Friday, October 22, 2010

upping the downside of dreaming

Dreaming is a very useful aspect of life. Dreaming lifts you out of the mill of practical stuffs to look ahead. Smart folks will use that vision as incentive and motivation and devise a plan toward a goal or as energy to move forward toward a hoped for end.

The downside is when all you can do is dream because the practical means and or the knowledge to do it is obscured. In my case I could have been an engineer or architect had not high school been totally screwed up. I still have those dreams but I had to realize them in a different way. Life moves on rapidly and I am no longer a young man. Dreams have a molecular structure that can be re-arranged to be realized through the means at hand.

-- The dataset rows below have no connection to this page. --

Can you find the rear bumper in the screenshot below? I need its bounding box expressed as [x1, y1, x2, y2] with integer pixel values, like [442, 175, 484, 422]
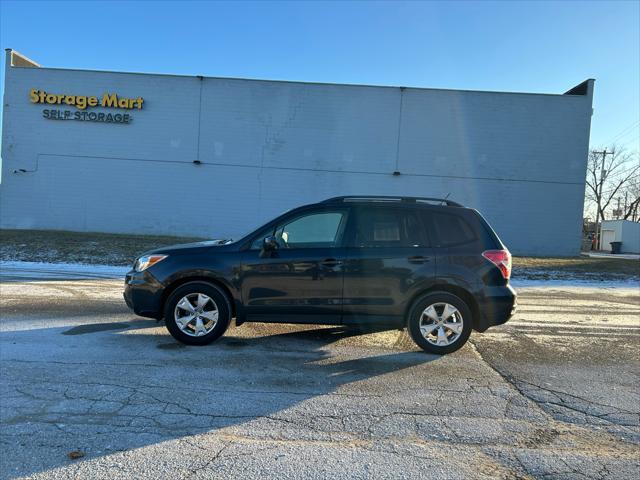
[123, 270, 165, 319]
[474, 284, 517, 332]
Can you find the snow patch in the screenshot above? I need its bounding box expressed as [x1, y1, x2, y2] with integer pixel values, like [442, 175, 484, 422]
[511, 277, 640, 290]
[0, 261, 129, 280]
[1, 261, 638, 292]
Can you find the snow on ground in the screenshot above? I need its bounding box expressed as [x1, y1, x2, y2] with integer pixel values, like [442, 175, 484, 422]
[1, 261, 638, 294]
[585, 252, 640, 260]
[0, 261, 129, 280]
[511, 277, 640, 290]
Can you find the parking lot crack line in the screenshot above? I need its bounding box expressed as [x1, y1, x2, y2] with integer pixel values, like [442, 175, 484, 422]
[182, 443, 229, 479]
[513, 378, 639, 416]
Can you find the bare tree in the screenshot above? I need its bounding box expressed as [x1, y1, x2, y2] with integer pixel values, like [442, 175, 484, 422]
[585, 147, 639, 223]
[622, 175, 640, 221]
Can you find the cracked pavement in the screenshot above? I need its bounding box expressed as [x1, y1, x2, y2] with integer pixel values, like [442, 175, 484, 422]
[0, 276, 638, 479]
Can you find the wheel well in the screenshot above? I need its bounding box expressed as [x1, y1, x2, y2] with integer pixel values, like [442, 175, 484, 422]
[405, 285, 480, 330]
[161, 277, 236, 318]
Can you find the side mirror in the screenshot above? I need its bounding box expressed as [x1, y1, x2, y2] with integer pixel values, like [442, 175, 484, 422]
[260, 236, 278, 257]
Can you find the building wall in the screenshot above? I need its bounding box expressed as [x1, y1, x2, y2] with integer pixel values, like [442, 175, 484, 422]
[621, 221, 640, 254]
[603, 220, 640, 254]
[0, 51, 594, 255]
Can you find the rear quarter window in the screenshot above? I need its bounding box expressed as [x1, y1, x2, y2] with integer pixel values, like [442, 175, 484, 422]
[431, 212, 477, 247]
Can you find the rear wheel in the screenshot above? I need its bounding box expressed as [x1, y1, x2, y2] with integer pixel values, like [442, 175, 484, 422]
[163, 282, 231, 346]
[407, 292, 472, 354]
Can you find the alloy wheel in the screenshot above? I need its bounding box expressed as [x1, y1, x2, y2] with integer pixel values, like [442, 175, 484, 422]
[419, 302, 464, 346]
[173, 293, 219, 337]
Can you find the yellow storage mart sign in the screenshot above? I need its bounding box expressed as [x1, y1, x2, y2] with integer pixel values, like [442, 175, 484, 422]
[29, 89, 144, 110]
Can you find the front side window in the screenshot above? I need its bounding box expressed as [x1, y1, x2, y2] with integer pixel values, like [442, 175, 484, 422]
[251, 211, 346, 249]
[276, 212, 345, 248]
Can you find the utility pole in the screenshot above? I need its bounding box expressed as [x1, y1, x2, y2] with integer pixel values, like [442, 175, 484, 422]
[591, 149, 615, 250]
[624, 192, 628, 218]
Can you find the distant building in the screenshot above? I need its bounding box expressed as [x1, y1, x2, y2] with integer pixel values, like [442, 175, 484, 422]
[1, 49, 594, 255]
[600, 220, 640, 254]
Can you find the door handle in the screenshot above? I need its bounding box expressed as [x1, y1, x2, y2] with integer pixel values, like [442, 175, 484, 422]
[408, 256, 429, 264]
[321, 258, 342, 267]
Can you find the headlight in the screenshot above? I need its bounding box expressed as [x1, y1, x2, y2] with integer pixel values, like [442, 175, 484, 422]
[135, 254, 168, 272]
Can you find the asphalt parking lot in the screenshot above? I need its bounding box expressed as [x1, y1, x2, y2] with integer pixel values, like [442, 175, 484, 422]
[0, 273, 638, 479]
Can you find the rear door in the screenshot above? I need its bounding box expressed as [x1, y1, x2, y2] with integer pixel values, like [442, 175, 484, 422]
[341, 205, 436, 326]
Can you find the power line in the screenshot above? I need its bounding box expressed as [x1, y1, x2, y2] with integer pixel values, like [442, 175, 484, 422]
[612, 129, 639, 145]
[601, 168, 640, 184]
[595, 172, 640, 200]
[604, 163, 640, 179]
[608, 123, 637, 143]
[605, 120, 640, 145]
[616, 135, 640, 150]
[599, 180, 640, 198]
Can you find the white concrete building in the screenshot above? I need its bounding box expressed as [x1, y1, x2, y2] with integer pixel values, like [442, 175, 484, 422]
[601, 220, 640, 254]
[1, 49, 594, 255]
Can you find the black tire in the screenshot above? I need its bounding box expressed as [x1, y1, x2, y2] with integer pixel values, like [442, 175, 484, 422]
[163, 282, 231, 346]
[407, 292, 472, 355]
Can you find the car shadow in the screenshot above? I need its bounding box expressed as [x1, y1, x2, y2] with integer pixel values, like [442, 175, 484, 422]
[0, 320, 439, 477]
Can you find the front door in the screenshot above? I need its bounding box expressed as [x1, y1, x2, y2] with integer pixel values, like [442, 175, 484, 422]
[342, 205, 436, 326]
[240, 208, 349, 324]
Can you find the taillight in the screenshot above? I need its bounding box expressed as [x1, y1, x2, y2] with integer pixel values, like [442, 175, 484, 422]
[482, 249, 512, 280]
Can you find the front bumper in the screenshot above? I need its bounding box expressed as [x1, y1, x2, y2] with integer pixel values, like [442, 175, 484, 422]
[474, 284, 517, 332]
[123, 269, 165, 319]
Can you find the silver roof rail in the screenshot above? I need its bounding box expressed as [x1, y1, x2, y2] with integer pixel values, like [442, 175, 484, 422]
[321, 196, 463, 207]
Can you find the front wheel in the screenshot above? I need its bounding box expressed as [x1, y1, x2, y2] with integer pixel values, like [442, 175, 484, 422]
[163, 282, 231, 346]
[407, 292, 472, 354]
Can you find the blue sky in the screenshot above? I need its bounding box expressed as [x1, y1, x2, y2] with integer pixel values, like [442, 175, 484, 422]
[1, 0, 638, 151]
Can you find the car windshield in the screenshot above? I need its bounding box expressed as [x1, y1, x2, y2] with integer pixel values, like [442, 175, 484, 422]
[215, 210, 290, 245]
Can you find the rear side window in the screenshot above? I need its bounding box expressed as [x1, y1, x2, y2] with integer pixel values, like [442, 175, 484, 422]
[352, 208, 425, 247]
[431, 212, 477, 247]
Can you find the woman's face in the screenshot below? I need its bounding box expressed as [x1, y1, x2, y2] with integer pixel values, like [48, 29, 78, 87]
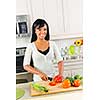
[35, 24, 47, 40]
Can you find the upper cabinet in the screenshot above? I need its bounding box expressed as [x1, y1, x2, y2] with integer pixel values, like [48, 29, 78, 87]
[30, 0, 64, 35]
[16, 0, 33, 27]
[16, 0, 29, 15]
[43, 0, 64, 35]
[16, 0, 83, 39]
[63, 0, 83, 34]
[30, 0, 44, 21]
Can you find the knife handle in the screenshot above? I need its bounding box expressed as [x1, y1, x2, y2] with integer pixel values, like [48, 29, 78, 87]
[48, 77, 53, 81]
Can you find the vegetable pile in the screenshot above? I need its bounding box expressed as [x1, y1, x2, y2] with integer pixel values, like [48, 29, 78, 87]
[32, 74, 83, 92]
[63, 74, 83, 88]
[48, 74, 83, 88]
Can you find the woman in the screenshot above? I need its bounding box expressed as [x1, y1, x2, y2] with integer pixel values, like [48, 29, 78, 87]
[23, 19, 64, 82]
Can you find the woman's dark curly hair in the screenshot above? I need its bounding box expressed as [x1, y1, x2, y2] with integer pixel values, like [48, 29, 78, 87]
[31, 19, 50, 42]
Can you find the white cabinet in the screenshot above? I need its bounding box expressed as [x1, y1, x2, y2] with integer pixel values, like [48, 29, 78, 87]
[43, 0, 64, 35]
[30, 0, 44, 22]
[16, 0, 33, 27]
[31, 0, 82, 35]
[16, 0, 29, 15]
[16, 0, 82, 38]
[63, 0, 82, 34]
[30, 0, 64, 35]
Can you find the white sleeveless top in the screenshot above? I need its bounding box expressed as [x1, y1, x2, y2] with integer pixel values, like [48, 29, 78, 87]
[23, 41, 63, 82]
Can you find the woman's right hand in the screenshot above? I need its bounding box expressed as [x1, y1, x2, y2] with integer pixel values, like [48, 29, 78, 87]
[38, 72, 48, 81]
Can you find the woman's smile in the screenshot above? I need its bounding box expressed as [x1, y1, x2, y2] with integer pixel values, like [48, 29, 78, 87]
[39, 33, 46, 39]
[35, 24, 47, 40]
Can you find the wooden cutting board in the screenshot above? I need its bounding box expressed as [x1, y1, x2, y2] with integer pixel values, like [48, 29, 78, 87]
[30, 81, 83, 96]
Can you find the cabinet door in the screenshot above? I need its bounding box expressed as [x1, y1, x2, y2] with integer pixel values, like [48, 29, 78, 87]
[71, 68, 83, 77]
[63, 0, 82, 34]
[31, 0, 44, 21]
[43, 0, 64, 35]
[16, 0, 29, 15]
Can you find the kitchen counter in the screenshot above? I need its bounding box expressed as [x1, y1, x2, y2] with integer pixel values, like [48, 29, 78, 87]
[16, 82, 83, 100]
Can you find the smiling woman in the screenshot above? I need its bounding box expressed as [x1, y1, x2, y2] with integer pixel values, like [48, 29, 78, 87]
[35, 24, 47, 40]
[23, 19, 64, 82]
[31, 19, 50, 42]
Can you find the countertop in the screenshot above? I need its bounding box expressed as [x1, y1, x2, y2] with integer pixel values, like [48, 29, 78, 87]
[16, 82, 83, 100]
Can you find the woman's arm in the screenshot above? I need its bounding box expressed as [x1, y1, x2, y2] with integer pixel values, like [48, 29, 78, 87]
[53, 42, 64, 76]
[24, 65, 42, 75]
[24, 65, 48, 81]
[58, 61, 64, 76]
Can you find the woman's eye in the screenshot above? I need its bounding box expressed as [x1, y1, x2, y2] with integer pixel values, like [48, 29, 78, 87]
[44, 29, 47, 31]
[38, 29, 41, 31]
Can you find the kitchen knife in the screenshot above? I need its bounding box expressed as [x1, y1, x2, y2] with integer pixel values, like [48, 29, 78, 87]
[48, 77, 53, 81]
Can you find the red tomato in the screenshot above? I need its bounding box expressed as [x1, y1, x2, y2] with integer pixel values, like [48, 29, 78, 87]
[73, 79, 80, 87]
[49, 81, 56, 86]
[53, 75, 63, 83]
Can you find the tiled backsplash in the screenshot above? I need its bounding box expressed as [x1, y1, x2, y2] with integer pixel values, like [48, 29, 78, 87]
[53, 37, 83, 63]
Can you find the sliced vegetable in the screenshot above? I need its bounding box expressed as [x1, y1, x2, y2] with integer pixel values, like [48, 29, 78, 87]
[49, 81, 57, 86]
[32, 83, 48, 92]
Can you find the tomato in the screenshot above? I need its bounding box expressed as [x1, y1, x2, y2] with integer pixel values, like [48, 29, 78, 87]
[53, 75, 63, 83]
[62, 79, 71, 88]
[49, 81, 56, 86]
[73, 79, 80, 87]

Now, let's get down to the crux. The advertisements display the glitz and the flash of a wonderful operating system called Microsoft. The latest Windows 7 can do things the previous version couldn't. The cost for a new PC and this new Win 7 is OK if you can afford it. But is stands to reason you can not get all what's advertised unless you spend the top dollar. You gotta love how technology promotes you must buy new.

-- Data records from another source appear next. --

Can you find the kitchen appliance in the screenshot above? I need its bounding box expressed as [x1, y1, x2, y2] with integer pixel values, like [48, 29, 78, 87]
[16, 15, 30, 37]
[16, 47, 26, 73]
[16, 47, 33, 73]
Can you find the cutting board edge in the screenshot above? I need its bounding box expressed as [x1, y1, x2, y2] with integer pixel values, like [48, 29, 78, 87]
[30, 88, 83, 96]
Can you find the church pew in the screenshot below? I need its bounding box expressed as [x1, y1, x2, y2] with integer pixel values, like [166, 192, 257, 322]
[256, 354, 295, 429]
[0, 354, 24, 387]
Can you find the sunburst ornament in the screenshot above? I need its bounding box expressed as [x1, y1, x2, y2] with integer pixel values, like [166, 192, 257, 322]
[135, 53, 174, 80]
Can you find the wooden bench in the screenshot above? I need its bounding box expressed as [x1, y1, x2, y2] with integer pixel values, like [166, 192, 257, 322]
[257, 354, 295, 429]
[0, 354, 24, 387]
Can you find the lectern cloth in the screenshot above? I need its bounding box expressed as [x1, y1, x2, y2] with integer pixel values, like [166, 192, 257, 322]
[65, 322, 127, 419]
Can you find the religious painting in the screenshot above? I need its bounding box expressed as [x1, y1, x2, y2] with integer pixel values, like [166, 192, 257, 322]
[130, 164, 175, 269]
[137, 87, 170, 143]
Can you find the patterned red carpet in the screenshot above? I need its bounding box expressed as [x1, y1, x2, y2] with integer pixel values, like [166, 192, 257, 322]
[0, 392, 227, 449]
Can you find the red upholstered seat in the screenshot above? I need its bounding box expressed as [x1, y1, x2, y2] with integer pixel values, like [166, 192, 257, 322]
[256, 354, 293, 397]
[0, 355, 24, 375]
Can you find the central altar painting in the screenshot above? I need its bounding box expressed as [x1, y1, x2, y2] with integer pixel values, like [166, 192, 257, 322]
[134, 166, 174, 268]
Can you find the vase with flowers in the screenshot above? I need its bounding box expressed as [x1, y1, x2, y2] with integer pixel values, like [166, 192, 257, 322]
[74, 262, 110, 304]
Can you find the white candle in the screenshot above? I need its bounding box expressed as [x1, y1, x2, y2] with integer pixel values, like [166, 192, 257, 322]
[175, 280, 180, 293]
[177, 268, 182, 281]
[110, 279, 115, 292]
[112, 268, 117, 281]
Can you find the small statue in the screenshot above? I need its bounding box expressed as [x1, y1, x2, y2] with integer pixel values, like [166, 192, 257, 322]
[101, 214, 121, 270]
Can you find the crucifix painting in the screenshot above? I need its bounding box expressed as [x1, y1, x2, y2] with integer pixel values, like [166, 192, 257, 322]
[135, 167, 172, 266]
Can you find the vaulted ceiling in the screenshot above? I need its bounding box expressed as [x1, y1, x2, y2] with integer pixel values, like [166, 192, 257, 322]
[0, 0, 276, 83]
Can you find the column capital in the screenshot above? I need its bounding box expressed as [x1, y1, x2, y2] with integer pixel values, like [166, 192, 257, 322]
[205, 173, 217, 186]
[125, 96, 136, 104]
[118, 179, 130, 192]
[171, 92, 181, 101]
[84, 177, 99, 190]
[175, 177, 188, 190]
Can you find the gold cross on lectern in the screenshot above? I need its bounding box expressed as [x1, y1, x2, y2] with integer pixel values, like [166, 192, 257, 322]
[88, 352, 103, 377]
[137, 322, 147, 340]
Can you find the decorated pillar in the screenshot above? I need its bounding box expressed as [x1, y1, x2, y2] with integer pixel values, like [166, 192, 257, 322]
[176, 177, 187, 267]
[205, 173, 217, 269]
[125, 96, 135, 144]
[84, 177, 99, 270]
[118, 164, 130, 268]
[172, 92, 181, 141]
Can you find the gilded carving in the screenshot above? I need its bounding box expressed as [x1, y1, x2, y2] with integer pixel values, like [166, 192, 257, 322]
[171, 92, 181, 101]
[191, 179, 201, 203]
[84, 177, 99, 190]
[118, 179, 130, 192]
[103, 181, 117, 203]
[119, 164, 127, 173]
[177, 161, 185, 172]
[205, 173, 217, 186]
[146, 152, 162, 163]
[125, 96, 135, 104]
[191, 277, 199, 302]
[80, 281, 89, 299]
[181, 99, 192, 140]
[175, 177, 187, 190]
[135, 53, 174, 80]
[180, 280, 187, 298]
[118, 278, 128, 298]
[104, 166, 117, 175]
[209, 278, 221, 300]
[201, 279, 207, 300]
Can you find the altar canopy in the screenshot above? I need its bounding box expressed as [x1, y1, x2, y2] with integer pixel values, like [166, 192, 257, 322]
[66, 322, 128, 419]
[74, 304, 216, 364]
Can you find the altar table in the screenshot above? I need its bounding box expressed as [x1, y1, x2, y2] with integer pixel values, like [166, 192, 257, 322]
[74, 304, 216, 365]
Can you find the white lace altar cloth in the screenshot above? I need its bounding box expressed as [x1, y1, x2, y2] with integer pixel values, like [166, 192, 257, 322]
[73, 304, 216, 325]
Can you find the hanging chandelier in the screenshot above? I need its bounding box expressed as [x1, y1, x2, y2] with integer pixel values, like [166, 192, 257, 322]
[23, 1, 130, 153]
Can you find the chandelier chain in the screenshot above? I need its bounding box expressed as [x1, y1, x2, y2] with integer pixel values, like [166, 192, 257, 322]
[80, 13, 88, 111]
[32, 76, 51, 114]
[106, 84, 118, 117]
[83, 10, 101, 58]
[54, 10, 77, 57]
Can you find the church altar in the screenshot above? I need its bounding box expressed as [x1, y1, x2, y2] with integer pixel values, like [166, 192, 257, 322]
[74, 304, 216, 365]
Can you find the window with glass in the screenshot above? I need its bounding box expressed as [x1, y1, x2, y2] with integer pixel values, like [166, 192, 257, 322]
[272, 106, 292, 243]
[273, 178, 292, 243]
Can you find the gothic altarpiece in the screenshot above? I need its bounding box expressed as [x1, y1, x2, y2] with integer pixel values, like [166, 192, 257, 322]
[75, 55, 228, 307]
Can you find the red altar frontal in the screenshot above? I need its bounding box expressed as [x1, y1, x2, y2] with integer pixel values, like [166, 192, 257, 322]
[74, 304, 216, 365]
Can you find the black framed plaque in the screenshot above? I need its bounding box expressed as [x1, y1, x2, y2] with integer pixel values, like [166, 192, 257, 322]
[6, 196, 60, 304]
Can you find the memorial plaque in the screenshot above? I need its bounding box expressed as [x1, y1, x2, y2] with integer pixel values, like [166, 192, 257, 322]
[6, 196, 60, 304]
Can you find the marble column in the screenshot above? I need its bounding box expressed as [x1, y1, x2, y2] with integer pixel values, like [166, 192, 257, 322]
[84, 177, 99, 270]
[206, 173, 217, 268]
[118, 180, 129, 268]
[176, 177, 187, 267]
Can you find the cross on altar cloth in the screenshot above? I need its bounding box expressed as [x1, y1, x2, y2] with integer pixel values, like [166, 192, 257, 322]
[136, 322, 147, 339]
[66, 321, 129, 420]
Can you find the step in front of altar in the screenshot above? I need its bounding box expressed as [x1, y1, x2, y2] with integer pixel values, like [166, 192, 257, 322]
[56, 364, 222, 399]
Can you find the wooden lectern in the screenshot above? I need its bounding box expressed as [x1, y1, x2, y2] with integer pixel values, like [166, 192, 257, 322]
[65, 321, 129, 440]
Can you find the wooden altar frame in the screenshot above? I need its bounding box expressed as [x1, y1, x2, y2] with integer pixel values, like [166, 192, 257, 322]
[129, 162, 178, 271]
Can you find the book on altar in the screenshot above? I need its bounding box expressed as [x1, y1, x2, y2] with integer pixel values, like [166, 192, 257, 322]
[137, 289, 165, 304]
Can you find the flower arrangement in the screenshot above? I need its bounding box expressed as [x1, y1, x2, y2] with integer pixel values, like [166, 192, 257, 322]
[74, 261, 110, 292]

Say it with me, "only my XP operating system is obsolete, my hardware is fine. My PC is older but mechanically, it still works fine." 


Here's the situation, you can not buy a new PC, the support for Win XP has joined the retired ranks of Win95 and Win98. The PC you have is under powered because memory upgrades were and still are expensive. My laptop only has 512MB of memory, ooh I am doomed to use old software and old applications. Even the dust bunnies in my old PC has gray hair, err fuzz.

I am writing this blog on an antique Gateway 4026gz laptop. It has 512MB of board memory and 1ghz+ Celeron CPU. It has a wireless card, 20gig hard drive, PC card slots, USB ports, a heat problem and one missing key-cap. For the heat problem I took a small Masonite panel and glued three wedges on it so that when I set my laptop on it the fans which vent through the bottom are unobstructed. It used to heat up and cut off in 10 minutes, now it runs all day long, no problem.

And I use near the latest version of Ubuntu Linux. Just as a reminder, Linux is free in cost and in user rights (what you acquire is yours!). Then to top it off, the Open Source community has supplied every imaginable application, 99% of them also free. Now my PC use is not strained, I am not a gamer or a multi-media maverick, or a social net junkie. I blog, write emails, view videos, do digital artwork, etc. Linux does all this and I have the latest versions of all I use. I can't and don't do it all, who can?

My dreaming down side of not being able to acquire the latest and greatest PCs with all the so-called professional applications, has been met with Linux and Open Source software. My dream has been fulfilled at quite a high level, with the stuff I already have. If and when I do get "mo-betta" hardware, I will put Linux on it because I am into Linux.

Now when you come into Linuxville it takes a while to get over the surprises. The oohs and aahs are normal, but the big event is when you finally relax into a blissful Linux wonder. The collective sigh is felt throughout Linuxville.